The party never stops
Where other nihilistic games have often choked on their own seriousness — like the recent twin-stick shooter Hatred — Party Hard embraces a ridiculous, black sense of humor that kind of sets it apart. Characters react appropriately on discovering dead bodies, but this doesn’t stop them partying on after they’ve called the cops, and pretty soon everyone’s picking their way through piles of body bags as they head to the kitchen for snacks. It’s almost too ridiculous to be offensive.

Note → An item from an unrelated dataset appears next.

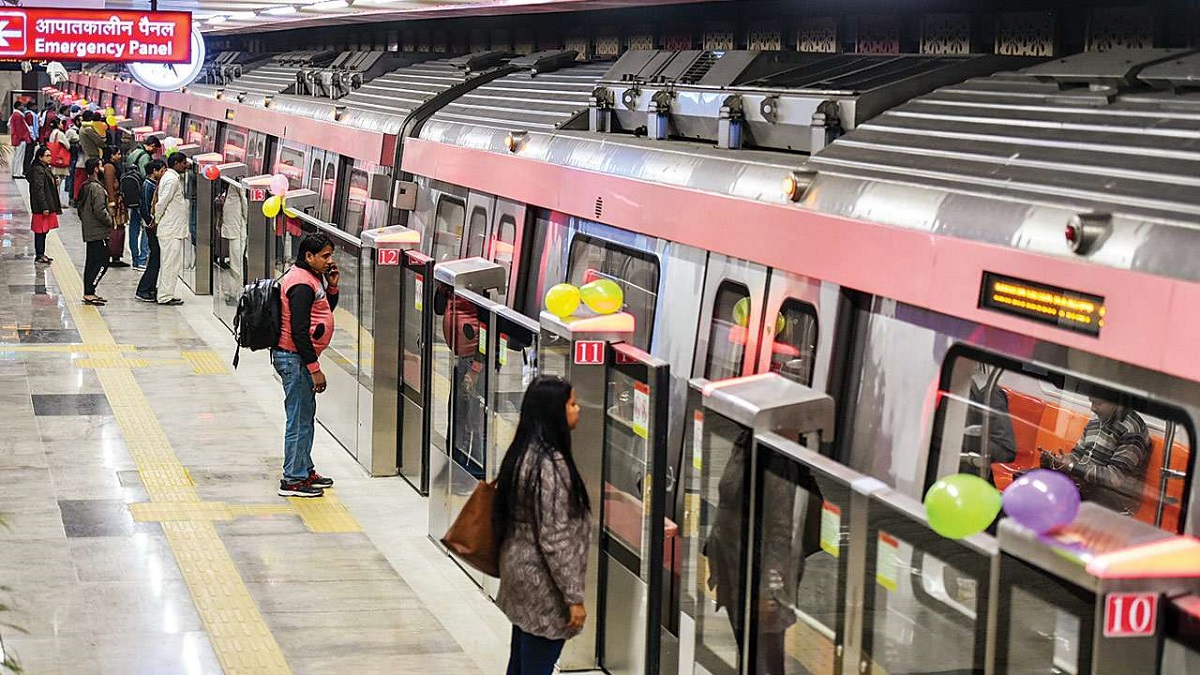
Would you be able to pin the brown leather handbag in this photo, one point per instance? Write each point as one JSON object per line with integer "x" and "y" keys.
{"x": 473, "y": 537}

I didn’t think that I’d find killing people all that funny in Party Hard — I certainly didn’t before, when all I could do was stab — but setting off a golf cart to instantly flatten the dozen or so people hanging around outside the party actually made me laugh out loud. I felt slightly guilty afterward. It probably helped that the incident happened in the blink of an eye, leaving just a giant snail-trail of blood outside the front door and a party that still wouldn’t stop (and no one would shut it down).

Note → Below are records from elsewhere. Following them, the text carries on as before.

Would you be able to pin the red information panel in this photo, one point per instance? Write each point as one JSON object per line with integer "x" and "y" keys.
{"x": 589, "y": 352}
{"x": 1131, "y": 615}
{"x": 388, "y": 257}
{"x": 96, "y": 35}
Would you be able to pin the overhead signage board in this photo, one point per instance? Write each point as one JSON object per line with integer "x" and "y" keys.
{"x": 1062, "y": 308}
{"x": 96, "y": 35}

And I quickly realized you shouldn’t stand near the tail when spooking a strangely-out-of-place horse.
Tiny Build is promising even more ludicrous interactions with the completed game, along with a storyline that’ll mess with your expectations.
“Party Hard is being developed in a very lighthearted way, even though the premise is serious,” said Nichiporchik. “We’re even going to do a bait-and-switch on how the story unfolds.”
Smoke bombs and fake cops
Playing as the moody-looking main character, all you can do is stab people, dance, and mess with the game’s various interactive elements. But the full game will feature multiple characters that you unlock by completing specific challenges.

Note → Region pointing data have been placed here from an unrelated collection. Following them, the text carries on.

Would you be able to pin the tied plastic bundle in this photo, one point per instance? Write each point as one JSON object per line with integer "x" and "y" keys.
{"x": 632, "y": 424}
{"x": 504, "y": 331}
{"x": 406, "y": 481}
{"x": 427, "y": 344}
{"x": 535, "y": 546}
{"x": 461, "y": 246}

Nichiporchik says his favorite is the ninja, who can move quickly, attack with a sword, and use a smoke bomb to knock people out. He can also become invisible by standing in the shadows — the payoff being that if anyone sees him they’ll call the cops straight away.
Party Hard will also get a fake cop that can carry bodies around without arousing suspicion, said Nichiporchik, and a female character that can provoke fights between several people. Each will add something different to the gameplay, and some are there specifically due to the game’s story elements.
Party Hard will launch with 10 different levels, and Tiny Build has some extra levels that might make it for launch or could come in future updates. “Fortunately, the story is structured in a way that leaves blank spots in between levels that can be filled in at a later stage,” said Nichiporchik.
It’ll certainly be interesting to see how the world reacts to Party Hard when it releases on Steam on August 25. While the game takes a very lighthearted approach to killing, it still feels like random violence. I guess it just depends whether you see the funny side or not.